Свет за окном белёсый, бабушка стягивает узлами мамину шаль с какими-то вещами.

– Вставай, Светочка, сейчас мама придёт с возчиком, мы уезжаем.

– Что это бухает?

– Бочки грузят, не обращай внимания, одевайся скорей.

Я натягиваю на себя одёжки, а за окном – сполохи и грохот!

– Это не бочки. Не может быть.

– Света, мама будет нервничать, что мы не готовы. У меня ещё не все вещи собраны, и Вовочка не одет…

Потом, конечно, это было потом!

Длинный железный причал, бабушка пробирается по нему с вещами сквозь толпу. Пароходик болтается на прекрасных волнах с белой пеной на гребнях.

И мама, шатаясь, идёт к нам, держась за поручни.

И снова мы едем, потом идём пешком. Солнце палит, и очень хочется пить. Помню необыкновенно зелёную траву над жёлтой лужицей. Вода! Кто-то проходит мимо, кто-то ложится, опираясь на руки, и пьёт её пересохшими губами.

Мама проходит, бабушка тащит Вовика за руку. Я отстаю. Вокруг незнакомые люди, и в лужице не осталось воды. Стою над ней несколько секунд и слежу, как она медленно наполняет своё ложе.

Тогда вспомнилось, или уже потом, во взрослой жизни, связалась эта лужица со сказкой про Алёнушку? Не пей, братец, из копытца, станешь козлёночком! Лучше стать козлёночком.

Взрослую, меня, Бюро пропаганды художественной литературы Союза писателей посылало читать по военным праздникам стихи о войне.

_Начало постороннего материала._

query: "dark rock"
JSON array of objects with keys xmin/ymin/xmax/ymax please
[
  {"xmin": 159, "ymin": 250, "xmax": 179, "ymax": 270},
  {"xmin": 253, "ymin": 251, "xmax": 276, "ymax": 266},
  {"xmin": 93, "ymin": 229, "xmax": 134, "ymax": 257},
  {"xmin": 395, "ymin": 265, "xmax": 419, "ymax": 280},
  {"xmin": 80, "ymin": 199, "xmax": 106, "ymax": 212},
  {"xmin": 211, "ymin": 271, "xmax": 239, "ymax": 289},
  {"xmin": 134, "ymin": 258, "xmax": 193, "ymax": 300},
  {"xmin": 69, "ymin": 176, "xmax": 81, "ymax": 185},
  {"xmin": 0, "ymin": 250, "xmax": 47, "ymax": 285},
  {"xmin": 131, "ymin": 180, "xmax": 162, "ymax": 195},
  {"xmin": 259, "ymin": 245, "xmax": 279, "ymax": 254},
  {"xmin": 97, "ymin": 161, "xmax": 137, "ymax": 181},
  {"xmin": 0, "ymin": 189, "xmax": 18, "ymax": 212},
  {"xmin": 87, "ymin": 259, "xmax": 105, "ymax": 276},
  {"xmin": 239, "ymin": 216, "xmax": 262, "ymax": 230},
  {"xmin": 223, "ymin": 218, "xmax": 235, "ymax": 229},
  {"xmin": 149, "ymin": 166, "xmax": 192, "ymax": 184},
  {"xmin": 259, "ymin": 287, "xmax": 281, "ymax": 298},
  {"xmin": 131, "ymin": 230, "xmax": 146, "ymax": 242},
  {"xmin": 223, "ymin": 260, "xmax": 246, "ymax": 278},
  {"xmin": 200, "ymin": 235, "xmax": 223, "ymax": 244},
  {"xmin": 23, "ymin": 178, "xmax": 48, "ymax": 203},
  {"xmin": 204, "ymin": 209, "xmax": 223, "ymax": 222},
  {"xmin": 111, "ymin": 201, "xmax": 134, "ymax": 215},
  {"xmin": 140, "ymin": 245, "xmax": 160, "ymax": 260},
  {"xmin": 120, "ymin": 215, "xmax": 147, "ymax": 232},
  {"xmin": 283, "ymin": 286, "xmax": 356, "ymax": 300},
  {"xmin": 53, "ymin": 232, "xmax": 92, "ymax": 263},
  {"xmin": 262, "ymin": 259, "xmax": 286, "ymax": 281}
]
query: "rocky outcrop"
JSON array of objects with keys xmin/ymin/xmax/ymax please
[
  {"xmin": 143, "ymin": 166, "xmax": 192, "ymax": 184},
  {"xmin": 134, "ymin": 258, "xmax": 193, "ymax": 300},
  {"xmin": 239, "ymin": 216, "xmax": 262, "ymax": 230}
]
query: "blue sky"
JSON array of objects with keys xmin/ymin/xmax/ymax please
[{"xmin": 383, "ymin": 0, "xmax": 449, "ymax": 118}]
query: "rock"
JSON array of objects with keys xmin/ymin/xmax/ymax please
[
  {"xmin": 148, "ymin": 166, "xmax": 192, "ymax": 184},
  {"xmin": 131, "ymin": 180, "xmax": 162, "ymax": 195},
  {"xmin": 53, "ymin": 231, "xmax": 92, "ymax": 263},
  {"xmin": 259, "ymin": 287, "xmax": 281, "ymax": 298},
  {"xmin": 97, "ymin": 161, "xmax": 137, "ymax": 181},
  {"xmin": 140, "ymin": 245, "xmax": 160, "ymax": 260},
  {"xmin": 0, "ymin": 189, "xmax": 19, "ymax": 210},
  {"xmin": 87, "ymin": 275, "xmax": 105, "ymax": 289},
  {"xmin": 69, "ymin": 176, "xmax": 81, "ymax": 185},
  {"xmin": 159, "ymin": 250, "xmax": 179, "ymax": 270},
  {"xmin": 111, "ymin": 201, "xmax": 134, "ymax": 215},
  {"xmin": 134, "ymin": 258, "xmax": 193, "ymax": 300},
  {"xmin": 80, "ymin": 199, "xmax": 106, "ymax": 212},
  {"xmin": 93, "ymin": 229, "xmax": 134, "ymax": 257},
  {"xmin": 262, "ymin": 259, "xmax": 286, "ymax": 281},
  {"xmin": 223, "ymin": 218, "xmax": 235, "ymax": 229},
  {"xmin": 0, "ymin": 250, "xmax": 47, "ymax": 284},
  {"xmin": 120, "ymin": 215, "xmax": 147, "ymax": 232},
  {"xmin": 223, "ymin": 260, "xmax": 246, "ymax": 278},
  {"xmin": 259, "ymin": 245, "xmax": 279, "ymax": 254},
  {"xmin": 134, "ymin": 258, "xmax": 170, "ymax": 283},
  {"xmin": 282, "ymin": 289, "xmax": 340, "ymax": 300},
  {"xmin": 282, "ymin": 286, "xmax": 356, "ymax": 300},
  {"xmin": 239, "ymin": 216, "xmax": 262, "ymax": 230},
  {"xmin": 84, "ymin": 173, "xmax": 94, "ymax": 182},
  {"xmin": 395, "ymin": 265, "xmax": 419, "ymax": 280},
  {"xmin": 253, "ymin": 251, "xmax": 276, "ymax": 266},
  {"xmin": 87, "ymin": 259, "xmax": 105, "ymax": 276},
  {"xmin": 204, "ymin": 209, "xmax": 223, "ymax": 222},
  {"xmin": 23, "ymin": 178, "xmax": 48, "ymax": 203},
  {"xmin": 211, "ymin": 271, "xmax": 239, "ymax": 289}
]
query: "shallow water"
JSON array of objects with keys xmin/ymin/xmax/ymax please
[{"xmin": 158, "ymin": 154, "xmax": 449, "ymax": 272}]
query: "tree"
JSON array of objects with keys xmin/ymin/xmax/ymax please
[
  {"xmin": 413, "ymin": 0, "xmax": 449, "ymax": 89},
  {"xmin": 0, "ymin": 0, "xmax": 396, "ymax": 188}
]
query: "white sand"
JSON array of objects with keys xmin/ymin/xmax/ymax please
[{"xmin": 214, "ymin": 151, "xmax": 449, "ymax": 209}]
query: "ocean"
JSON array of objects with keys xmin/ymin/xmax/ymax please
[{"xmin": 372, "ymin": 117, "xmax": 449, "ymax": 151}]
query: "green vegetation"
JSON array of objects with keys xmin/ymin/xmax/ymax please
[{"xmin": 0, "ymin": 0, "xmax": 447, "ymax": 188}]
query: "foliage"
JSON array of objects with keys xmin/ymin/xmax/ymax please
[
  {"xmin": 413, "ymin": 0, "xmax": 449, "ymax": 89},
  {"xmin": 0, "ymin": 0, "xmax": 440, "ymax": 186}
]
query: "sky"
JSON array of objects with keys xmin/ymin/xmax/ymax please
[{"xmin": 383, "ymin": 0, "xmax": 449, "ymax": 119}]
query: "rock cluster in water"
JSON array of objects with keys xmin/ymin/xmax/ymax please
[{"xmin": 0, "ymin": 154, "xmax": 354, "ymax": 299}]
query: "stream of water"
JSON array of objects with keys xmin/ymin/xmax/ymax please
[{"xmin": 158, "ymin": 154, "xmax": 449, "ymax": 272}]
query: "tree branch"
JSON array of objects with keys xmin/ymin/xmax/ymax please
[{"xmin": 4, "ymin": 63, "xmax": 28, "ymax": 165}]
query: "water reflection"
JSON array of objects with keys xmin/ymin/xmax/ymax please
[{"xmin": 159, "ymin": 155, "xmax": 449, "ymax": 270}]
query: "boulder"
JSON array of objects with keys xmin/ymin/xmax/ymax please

Как-то мы ехали на такое выступление с поэтом, который прошёл всю войну, до самого Берлина. Он хмуро молчал почти всю дорогу, только перед самым выступлением сказал:

– Ну что вы можете знать о войне?

– У меня была своя война, – ответила я ему.

После выступления он сказал только одну фразу:

– Нам было легче, у нас было оружие в руках.

Эта своя война отзывалась в душе ассоциациями всю мою взрослую жизнь.